At present, almost all CRRT therapies can be delivered in a safe, adequate and flexible way, thanks to devices specifically designed for critically ill patients to a point that multiple organ support therapy is envisaged as a possible therapeutic approach in the critical care setting [12].

HVHF or CPFA can be seen as a potent powerful immuno-modulatory treatment in sepsis. Since sepsis and systemic inflammatory response syndrome are characterized by a cytokine network that is synergistic, redundant, autocatalytic and self-augmenting, the control of such a non-linear system can not be approached by simple blockade or elimination of some specific mediators. Therefore, non-specific removal of a broad range of inflammatory mediators by HVHF and CPFA may be beneficial, as recently suggested on the basis of the 'peak concentration' hypothesis [9].

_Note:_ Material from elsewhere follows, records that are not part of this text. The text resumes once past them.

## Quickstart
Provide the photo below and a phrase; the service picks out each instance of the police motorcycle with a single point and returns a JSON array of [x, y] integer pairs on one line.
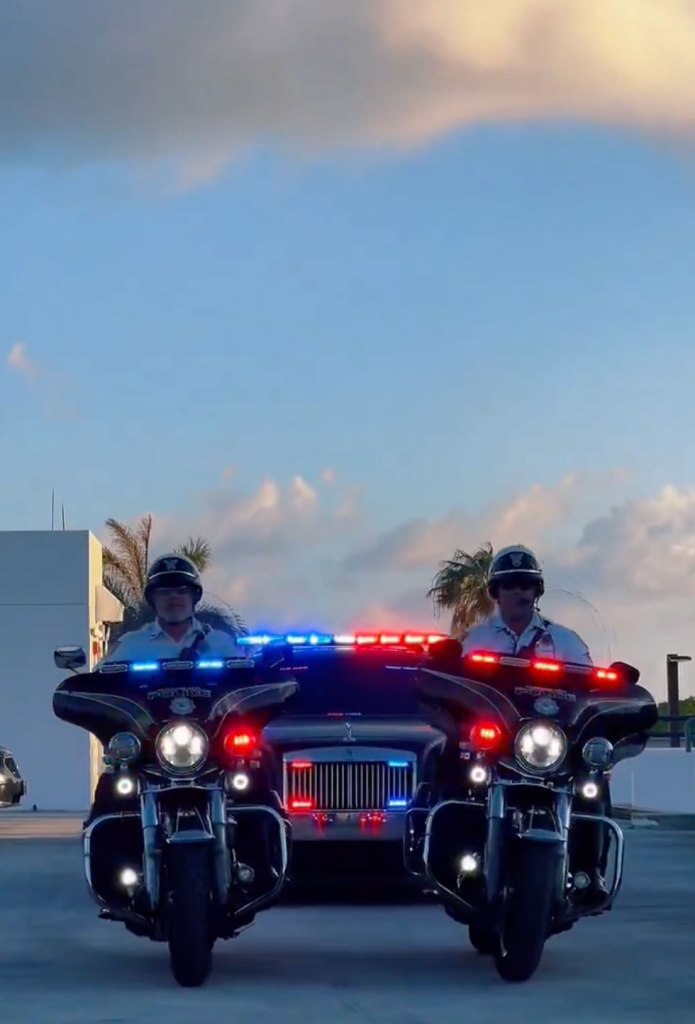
[[497, 834], [186, 839]]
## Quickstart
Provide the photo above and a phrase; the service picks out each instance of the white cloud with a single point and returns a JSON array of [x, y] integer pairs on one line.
[[19, 361], [200, 83], [623, 576]]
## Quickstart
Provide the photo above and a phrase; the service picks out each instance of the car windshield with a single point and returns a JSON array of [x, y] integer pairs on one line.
[[361, 684]]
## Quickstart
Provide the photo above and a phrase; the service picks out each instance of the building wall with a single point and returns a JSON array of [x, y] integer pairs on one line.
[[47, 598], [659, 779]]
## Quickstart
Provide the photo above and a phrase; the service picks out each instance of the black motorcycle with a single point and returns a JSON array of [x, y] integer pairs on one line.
[[514, 829], [186, 839]]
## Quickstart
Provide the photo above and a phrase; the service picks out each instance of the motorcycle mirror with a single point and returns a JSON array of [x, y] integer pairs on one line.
[[276, 653], [627, 671], [70, 658]]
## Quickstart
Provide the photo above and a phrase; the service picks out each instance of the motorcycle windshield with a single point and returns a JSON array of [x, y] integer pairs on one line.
[[137, 699], [584, 704]]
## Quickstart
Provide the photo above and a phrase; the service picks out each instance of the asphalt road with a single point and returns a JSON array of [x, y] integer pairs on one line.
[[378, 963]]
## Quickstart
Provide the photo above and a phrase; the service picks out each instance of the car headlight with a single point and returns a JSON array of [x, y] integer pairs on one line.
[[540, 745], [182, 747]]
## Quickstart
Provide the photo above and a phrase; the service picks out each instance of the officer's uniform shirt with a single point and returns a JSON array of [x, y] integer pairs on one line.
[[151, 642], [555, 641]]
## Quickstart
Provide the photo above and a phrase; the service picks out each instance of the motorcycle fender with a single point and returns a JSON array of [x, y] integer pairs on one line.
[[551, 852], [187, 836], [541, 836]]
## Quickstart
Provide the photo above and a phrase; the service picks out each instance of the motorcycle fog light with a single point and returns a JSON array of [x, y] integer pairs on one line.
[[540, 745], [241, 781], [589, 791], [468, 863], [479, 774], [125, 785], [182, 747]]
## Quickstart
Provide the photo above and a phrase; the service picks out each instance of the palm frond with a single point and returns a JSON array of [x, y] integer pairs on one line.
[[198, 550], [461, 587]]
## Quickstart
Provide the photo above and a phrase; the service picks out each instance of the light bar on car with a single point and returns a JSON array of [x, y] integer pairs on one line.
[[544, 666], [376, 639]]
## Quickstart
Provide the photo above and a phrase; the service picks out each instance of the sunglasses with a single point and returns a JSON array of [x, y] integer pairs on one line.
[[517, 582]]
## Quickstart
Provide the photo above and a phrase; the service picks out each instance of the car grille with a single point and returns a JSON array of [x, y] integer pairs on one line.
[[354, 785]]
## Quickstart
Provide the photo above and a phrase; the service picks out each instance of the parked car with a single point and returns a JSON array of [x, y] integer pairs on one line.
[[12, 786], [351, 747]]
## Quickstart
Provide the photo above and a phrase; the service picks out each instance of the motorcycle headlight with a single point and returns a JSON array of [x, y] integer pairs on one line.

The high dose that characterizes HVHF can be delivered either using a constantly high exchange rate or by delivering a 'pulse' (for 6 to 8 h) of very high-volume hemofiltration (85 to 100 ml/kg/h) followed by standard doses [13]. In both cases, cytokine half-lives and concentrations are affected, the first by the continuous modality and the second by the non-specific decapitation of peaks. Therefore, rather than a detailed analysis of each molecule involved, we envisage as much more interesting and useful a teleological analysis of the impact of HVHF on more integrated events such as monocyte cell responsiveness, including apoptosis, neutrophil priming activity and oxidative burst [14–16]. More studies are needed to define its role in hyperdynamic septic shock, with or without acute renal failure. A last comment should be dedicated to the use of sorbents and especially those cartridges dedicated to the adsorption of endotoxin and related material. A great deal of evolution has occurred in this field but it seems we are only at the beginning of a long and possibly fruitful journey [16].

At the end of this commentary we might speculate that although improvements have been made, a lot remains to be done. For sure, the progress of technology in critical care nephrology has been enormous and more will come in the near future.